We all know that risk management is only skin-deep if the company lives it as a sustainable culture of accountability and awareness. Developing and delivering GRC training programs for employees ensures that governance principles are understood and embraced across the organization. Spreading this knowledge reinforces a proactive approach to ethical AI development and risk management, empowering employees at all levels to make informed, responsible decisions. This also defines the GRC function as a knowledgeable resource within the company. Acting as a subject matter expert, the team provides guidance on risk and compliance matters, helping operational teams navigate complex issues and avoid missteps. Clear, consistent, and timely advice strengthens decision-making and ensures that governance is seen not as a hurdle, but as a strategic enabler. Creating and presenting regular reports on GRC performance, risks, and compliance status to senior leadership and stakeholders ensures transparency, accountability, and informed decision-making at the highest levels.

In conclusion / final thoughts

The faster agents are entering our organizations, the faster the governance gap is outgrowing the models themselves. This could lead to three painful outcomes. 1. Engineers having to ignore safety restrictions to overcome broken workflows, 2. sensitive company data ending up in public LLMs (just look at the ToU of ChatGPT), and also 3. agent outputs getting piped into production servers without review.

ChatGPT - Terms us use:

I think we all are aware of the implications. I hope this post gave you some ideas on how to structure your responsible AI governance and engineering processes effectively.

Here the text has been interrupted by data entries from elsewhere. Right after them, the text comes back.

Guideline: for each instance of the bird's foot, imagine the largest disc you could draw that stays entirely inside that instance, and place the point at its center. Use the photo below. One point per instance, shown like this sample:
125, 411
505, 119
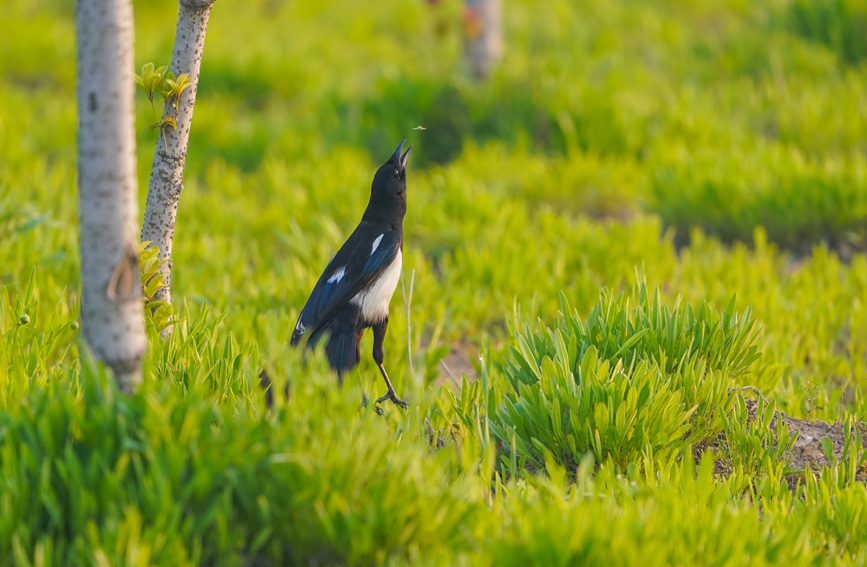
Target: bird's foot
393, 397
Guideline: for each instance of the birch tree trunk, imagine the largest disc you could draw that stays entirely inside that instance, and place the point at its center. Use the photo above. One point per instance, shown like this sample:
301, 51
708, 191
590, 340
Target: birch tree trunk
170, 156
483, 42
112, 315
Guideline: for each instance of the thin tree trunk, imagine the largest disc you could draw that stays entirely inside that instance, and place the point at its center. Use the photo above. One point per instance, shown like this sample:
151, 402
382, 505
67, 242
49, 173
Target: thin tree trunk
483, 42
112, 315
170, 156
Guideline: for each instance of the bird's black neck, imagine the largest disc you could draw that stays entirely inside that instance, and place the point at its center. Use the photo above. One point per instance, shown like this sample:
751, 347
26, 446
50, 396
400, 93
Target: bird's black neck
386, 210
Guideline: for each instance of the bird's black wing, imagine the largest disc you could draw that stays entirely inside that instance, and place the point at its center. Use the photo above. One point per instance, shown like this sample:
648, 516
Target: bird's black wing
359, 261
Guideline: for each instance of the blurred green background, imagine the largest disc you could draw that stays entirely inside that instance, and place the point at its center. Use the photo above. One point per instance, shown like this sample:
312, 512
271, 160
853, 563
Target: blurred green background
709, 149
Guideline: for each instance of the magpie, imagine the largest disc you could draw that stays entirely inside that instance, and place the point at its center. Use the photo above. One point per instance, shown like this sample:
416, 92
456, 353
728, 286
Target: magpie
354, 291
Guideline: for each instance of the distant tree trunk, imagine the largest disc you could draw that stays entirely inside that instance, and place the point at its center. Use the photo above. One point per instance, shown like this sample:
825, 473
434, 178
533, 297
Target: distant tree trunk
483, 42
112, 315
170, 156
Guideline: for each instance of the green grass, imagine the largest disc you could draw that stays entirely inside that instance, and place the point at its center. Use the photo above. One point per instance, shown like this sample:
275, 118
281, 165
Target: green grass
578, 227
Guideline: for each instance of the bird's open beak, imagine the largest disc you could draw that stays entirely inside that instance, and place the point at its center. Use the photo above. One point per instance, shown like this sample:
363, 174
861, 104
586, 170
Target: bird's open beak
401, 159
405, 158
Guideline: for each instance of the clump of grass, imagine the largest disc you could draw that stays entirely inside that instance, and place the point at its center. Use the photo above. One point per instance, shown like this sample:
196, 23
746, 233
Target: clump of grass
629, 380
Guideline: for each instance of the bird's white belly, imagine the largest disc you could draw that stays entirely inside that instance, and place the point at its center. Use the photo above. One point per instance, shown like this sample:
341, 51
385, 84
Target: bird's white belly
375, 299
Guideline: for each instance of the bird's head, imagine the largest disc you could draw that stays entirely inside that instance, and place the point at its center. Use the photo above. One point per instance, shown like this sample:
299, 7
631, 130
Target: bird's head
390, 178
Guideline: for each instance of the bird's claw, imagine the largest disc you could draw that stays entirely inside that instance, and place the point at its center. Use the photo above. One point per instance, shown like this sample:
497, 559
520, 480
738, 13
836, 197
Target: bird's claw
393, 397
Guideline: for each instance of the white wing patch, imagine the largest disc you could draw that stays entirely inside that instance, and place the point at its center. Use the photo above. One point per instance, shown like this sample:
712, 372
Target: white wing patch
375, 299
376, 243
338, 275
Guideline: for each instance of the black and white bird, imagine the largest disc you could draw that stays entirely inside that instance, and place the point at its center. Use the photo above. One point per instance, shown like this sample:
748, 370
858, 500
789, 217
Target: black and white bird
354, 291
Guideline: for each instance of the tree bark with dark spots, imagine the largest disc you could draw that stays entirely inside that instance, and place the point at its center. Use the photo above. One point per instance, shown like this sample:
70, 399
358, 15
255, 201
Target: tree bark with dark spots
170, 156
112, 316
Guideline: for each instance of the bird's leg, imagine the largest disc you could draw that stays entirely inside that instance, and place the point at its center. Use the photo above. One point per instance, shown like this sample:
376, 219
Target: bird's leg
378, 356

Here is a Top10 of my lessons learned:

1. Lobotomizing, i.e., reducing capabilities, is making the model less useful.

2. Poorly aligned models make integrators less likely to build in your ecosystem.

3. Risk Tolerance is a number.

4. Risk can never be eliminated entirely. See Google’s- Eating stones vs. eating glue.

5. Product innovation vs. Risk Management is not a tradeoff.

6. Beware of unintended consequences, i.e. optimizing for engagement.

7. Ensure that autonomy is managed → Can Cursor build Cursor?

8. Understand the privacy vs. measuring intent trade-off.

9. ASL 4+ is not defined yet.

10. Taking shortcuts (Builder.AI) is the wrong approach.

I always saw governance is part of the product and not a policy that can be ignored until an audit finding pops up. It should introduce friction, fall-backs, and human oversight where risks are the highest. Explainability, logging, and tracing should be part of the system architecture from day 1.

You can’t govern what you don’t understand.
And you can’t scale what you can’t trust.